German inflation notes - What they were - Will the US Fed Notes Look the Same?

....except today there are no safe haven gold coin-exchange currencies like the US dollar in which to seek refuge - - only physical gold itself.


By Gerald Tebben | 12-05-13

Article first published in December 16, 2013, Expert Advice section of Coin World

For almost a century, German inflationary money of the early 1920s has been a staple of dealer junk boxes and an object to ponder.

What would the world be like if the post World War I inflation had never happened? Would Hitler, whose Nazi movement grew from the financial chaos, have lived and died in obscurity?
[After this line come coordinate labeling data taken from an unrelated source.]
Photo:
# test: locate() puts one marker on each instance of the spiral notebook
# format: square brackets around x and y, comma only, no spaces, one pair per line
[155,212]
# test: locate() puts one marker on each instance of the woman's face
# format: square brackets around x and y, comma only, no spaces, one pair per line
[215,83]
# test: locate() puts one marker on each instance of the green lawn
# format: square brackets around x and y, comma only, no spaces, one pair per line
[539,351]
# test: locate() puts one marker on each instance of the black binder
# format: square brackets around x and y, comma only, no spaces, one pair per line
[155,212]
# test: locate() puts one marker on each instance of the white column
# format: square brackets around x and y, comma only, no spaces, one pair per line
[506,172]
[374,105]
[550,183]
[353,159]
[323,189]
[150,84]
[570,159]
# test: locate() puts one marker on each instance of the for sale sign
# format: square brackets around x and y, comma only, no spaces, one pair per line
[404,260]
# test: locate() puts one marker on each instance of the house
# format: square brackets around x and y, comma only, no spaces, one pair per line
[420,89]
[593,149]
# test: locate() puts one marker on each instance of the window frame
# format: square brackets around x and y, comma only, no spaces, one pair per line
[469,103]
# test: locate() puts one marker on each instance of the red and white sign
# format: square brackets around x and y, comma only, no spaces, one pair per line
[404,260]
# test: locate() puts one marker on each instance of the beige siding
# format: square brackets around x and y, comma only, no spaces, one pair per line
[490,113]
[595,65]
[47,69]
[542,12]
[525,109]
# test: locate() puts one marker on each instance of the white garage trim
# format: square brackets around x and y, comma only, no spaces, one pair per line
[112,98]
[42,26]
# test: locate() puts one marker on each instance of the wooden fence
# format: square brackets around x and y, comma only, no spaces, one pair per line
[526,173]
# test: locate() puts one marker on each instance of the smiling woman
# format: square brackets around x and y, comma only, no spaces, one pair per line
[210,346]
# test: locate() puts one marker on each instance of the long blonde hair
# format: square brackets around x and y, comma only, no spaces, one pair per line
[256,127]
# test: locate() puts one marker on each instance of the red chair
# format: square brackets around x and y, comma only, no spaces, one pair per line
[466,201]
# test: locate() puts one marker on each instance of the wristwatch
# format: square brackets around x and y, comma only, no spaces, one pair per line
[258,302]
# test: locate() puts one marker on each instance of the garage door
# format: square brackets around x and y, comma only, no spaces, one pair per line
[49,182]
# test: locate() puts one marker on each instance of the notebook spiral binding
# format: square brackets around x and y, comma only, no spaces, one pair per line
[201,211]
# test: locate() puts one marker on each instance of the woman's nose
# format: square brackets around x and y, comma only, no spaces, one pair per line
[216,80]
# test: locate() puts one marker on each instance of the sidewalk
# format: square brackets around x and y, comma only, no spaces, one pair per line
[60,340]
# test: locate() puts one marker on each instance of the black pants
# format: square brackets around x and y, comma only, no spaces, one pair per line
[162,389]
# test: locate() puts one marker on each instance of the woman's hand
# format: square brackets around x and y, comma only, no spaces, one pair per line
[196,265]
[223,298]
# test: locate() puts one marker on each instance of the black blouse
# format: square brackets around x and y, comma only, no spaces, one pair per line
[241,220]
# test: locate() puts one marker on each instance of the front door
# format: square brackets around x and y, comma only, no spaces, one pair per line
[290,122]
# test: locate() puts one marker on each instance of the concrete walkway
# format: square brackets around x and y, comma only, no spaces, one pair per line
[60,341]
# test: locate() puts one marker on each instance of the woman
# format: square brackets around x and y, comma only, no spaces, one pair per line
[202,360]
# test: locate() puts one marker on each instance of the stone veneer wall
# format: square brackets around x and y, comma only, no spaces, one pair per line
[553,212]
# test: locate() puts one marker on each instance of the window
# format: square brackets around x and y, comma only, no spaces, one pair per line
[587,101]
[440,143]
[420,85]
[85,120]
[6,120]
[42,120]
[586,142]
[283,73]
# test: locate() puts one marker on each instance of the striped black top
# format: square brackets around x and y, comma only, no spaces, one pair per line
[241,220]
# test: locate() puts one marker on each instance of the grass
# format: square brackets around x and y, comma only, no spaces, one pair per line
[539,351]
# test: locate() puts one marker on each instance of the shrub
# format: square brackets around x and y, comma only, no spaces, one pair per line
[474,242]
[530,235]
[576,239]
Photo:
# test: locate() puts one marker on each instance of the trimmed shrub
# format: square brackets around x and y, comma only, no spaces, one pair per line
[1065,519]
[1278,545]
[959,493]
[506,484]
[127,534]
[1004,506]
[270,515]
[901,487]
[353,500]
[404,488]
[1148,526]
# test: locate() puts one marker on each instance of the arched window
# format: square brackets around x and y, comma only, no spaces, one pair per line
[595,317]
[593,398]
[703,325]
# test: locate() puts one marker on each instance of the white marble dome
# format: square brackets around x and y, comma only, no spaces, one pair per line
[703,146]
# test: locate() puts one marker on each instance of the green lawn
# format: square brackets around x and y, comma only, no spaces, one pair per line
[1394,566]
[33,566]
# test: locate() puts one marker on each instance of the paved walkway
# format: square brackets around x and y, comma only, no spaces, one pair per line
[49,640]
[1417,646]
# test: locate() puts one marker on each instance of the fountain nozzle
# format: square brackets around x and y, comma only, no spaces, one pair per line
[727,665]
Would World War II never have happened?
When you hold a German inflationary bill, you’re holding history in your hands.

In the engraved swirls of the designs, the incredibly large denominations — up to 100 trillion marks — and the occasional old heavy Germanic black letter printing, you can feel the misery of a nation’s populace caught up in an economic catastrophe of such proportion that bricks of bills were used as building blocks by children.

In the recently released The Downfall of Money: Germany’s Hyperinflation and the Destruction of the Middle Class, author Frederick Taylor traces the ills of German currency from the start of World War I in 1914 to the end of 1923, when a new currency was established, resetting the mark at its prewar value of 4.2 marks to the dollar.

While the book deals mainly with the policies and politics of the Weimar Republic, it includes several vignettes about life in a society where prices changed several times a day and where — in the end — the preferred payment was food.

In November of 1923, toward the end of the inflationary period, Taylor quotes a woman who bought a packet of clothes dye worth about 15 pfennigs before the war.

“He [the clerk] makes calculations on a paper bag. … At last he looks up and says, ‘375 millions.’ I recover my breath and turn out my market basket, in which million mark scheins (notes) are done up in bales.”

According to Taylor, she noted, food “is the most stable form of circulating medium. I can pay my library subscriptions in rice or dried plums, and my dentist’s bill in condensed milk. Eggs, too are greedily accepted.”

In November 1923, the exchange rate for new currency — rentenmarks — was set at 1 trillion inflationary marks to 1 new mark.

“And one thing,” Taylor writes, “with the establishment of a 1-trillion paper mark to one Rentenmark value, Germany’s post-war domestic debt — founded overwhelmingly on all those virtuous citizens who had bought war bonds in the hope of a small regular reward (interest) for their patriotism — was reduced from 154 billion marks in November 1918 to exactly 15.4 pfennigs in November 1923.”

At the end of the inflationary period, all of those bonds together were worth less than a nickel.

Gerald Tebben is editor of the Central States Numismatic Society’s Centinel.